NAD(P)H oxidases are critical determinants of BP and hypertension [64]. In the SFO, NOX2 and NOX4 are the most highly expressed NOX homologues [65]. In this context, we found that renin-a deletion prevented DOCA-salt–induced NOX2 upregulation in the SFO. Several pathways have been showed to activate NAD(P)H oxidase in Ang II-dependent or DOCA-salt–induced hypertension, including Ang II/AT1aR activation [39,41,65], direct PRR activation [29,39], and enhanced endothelin-1 signaling [66]. Ablation of renin-a in the SFO is expected to reduce de novo Ang II formation and diminish activation of the PRR due to a reduction in prorenin as an endogenous ligand, resulting in attenuated activation of NOX isoforms, as proposed in Figure 9C. One limitation of the current study was the difficulty in measuring the angiotensin peptides in very small brain regions such as the SFO; thus, we were unable to provide direct evidence for the effects of renin-a ablation on angiotensin formation. Nevertheless, evidence for the ability of exogenous prorenin to mediate Ang II formation via the PRR has been reported previously [10,15]. In DOCA-salt–induced hypertension, elevation of NOX2 and NOX4 has been reported in hypothalamic brain regions, including the PVN [67,68]. The current study showed that, in the SFO, NOX2, but not NOX4, was increased in DOCA-salt hypertension, an effect that was blocked by renin-a ablation, indicating the potential importance of NOX2 in this brain region.

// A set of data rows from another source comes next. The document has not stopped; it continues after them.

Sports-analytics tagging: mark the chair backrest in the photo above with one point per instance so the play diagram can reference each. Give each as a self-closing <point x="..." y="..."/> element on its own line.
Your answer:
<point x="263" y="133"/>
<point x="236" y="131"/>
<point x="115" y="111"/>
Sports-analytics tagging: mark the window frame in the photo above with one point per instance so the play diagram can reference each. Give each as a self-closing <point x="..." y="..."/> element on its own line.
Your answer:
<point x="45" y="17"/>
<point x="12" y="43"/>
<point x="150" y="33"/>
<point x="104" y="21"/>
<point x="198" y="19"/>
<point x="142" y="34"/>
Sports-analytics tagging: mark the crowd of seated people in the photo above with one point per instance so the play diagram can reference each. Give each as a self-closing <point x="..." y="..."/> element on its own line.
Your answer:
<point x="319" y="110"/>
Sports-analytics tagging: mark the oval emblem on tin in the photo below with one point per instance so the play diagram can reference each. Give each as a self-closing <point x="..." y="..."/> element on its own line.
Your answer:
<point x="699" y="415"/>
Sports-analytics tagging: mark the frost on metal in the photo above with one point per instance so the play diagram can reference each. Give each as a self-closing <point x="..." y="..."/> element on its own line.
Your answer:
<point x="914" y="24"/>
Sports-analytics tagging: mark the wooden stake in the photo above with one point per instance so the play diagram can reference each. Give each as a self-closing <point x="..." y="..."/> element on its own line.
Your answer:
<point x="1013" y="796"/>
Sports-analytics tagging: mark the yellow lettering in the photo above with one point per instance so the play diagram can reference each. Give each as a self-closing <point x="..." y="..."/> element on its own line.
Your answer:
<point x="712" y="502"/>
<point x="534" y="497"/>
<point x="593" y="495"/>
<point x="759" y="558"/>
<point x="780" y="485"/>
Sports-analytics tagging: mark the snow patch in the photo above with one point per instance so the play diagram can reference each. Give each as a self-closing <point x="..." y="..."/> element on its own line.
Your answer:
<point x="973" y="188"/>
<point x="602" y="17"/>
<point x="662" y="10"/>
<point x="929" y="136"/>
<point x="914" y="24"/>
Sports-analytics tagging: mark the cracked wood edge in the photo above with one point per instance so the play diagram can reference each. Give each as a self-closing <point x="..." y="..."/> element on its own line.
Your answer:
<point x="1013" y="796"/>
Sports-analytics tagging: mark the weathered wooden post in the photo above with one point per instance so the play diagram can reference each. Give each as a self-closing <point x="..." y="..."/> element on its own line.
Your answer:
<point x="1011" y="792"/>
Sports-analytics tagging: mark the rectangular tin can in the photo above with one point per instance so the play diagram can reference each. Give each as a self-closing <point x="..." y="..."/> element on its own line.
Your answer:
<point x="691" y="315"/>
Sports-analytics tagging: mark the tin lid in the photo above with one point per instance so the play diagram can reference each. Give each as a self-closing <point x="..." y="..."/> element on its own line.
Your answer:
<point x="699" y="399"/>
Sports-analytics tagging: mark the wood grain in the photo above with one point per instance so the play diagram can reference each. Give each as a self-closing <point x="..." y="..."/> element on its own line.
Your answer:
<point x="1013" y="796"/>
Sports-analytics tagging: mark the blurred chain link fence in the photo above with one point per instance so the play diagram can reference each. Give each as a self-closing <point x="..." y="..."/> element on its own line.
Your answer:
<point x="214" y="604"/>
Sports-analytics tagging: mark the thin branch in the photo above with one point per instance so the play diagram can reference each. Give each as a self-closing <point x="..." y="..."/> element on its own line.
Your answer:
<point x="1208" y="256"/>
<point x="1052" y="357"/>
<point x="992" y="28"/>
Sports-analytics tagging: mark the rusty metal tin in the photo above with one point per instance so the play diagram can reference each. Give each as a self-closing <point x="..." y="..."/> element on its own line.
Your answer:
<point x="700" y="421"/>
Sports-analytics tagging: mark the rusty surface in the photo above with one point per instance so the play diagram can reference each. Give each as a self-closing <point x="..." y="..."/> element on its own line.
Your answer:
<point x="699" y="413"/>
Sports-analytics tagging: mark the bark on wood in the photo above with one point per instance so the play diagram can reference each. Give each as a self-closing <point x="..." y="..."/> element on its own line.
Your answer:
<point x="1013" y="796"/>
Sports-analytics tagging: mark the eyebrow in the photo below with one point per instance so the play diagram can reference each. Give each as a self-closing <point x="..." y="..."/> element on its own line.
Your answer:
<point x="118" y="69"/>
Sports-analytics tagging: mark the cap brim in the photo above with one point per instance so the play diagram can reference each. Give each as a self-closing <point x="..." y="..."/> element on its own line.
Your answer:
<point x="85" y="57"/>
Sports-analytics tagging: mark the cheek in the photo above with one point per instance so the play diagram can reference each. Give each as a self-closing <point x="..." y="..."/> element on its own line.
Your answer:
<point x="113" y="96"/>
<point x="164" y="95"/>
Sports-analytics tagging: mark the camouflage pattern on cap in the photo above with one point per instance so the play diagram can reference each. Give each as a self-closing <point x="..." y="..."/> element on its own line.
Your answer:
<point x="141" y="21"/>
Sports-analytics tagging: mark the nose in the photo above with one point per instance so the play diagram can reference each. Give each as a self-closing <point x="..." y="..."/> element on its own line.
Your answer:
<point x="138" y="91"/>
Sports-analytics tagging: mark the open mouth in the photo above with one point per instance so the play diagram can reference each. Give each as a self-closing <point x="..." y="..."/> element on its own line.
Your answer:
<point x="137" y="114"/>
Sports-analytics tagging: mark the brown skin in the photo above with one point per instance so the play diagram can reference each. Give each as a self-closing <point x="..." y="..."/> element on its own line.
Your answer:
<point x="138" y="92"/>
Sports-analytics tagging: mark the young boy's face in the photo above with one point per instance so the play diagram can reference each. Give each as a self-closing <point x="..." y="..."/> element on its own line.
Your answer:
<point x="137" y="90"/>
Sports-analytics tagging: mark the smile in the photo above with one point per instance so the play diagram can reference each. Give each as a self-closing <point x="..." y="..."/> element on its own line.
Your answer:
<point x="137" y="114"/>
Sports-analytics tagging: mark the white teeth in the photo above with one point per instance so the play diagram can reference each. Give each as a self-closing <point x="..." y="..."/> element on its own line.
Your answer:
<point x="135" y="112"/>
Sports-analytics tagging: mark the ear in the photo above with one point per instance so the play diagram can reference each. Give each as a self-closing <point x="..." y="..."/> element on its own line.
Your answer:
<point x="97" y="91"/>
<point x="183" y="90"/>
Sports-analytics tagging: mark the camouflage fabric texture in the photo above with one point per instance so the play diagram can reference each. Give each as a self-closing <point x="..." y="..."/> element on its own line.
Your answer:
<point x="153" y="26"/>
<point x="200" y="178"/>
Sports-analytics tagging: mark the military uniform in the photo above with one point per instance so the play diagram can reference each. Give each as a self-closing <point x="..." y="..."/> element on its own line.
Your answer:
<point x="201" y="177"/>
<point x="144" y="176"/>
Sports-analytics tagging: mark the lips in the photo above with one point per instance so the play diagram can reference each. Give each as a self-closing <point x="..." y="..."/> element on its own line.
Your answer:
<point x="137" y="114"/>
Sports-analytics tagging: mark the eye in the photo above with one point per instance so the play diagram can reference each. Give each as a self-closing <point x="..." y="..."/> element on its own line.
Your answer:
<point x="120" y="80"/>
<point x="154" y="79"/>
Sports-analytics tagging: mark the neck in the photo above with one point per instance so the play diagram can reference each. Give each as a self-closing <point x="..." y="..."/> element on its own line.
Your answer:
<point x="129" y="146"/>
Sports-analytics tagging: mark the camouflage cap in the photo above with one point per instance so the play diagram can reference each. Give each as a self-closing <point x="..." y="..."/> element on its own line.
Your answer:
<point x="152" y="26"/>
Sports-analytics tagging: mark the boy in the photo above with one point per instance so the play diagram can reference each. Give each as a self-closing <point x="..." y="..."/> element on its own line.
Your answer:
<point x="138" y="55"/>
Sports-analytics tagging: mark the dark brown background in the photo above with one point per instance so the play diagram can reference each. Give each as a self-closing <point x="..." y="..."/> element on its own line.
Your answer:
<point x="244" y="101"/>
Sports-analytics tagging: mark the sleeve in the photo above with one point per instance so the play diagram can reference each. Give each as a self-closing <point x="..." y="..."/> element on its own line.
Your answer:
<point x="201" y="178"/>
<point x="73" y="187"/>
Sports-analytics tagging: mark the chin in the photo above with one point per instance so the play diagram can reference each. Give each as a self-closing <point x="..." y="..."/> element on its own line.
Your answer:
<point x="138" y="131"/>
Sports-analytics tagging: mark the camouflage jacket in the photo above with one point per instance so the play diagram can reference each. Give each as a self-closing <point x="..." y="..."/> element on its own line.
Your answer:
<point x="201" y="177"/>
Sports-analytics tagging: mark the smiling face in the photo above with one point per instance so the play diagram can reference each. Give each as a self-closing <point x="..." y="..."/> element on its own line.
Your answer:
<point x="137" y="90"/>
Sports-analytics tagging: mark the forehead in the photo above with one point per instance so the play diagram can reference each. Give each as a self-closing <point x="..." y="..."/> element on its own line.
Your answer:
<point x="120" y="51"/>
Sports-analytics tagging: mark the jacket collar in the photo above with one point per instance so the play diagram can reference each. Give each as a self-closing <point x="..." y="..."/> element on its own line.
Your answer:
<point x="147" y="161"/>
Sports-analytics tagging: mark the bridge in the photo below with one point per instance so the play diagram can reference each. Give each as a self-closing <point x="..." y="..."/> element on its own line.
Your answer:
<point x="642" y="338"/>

In summary, we report here that renin mRNA is present locally in cardiovascular regulatory regions of the brain and is elevated in DOCA-salt hypertension, specifically in the SFO and PVN. Knockdown of renin-a in the SFO attenuated the maintenance of DOCA-salt–induced hypertension in association with improved autonomic function, indicating a regulatory role of endogenous SFO renin-a in hypertension. Mechanistically, renin-a deletion in the SFO likely attenuates DOCA-salt–induced hypertension, at least in part, by reducing NOX2 activation. We conclude that renin-a in the SFO contributes to DOCA-salt–induced hypertension and is a key functional component of the brain RAS. Future studies are warranted to dissect the functional role and mechanisms of renin-a in various types of neurons.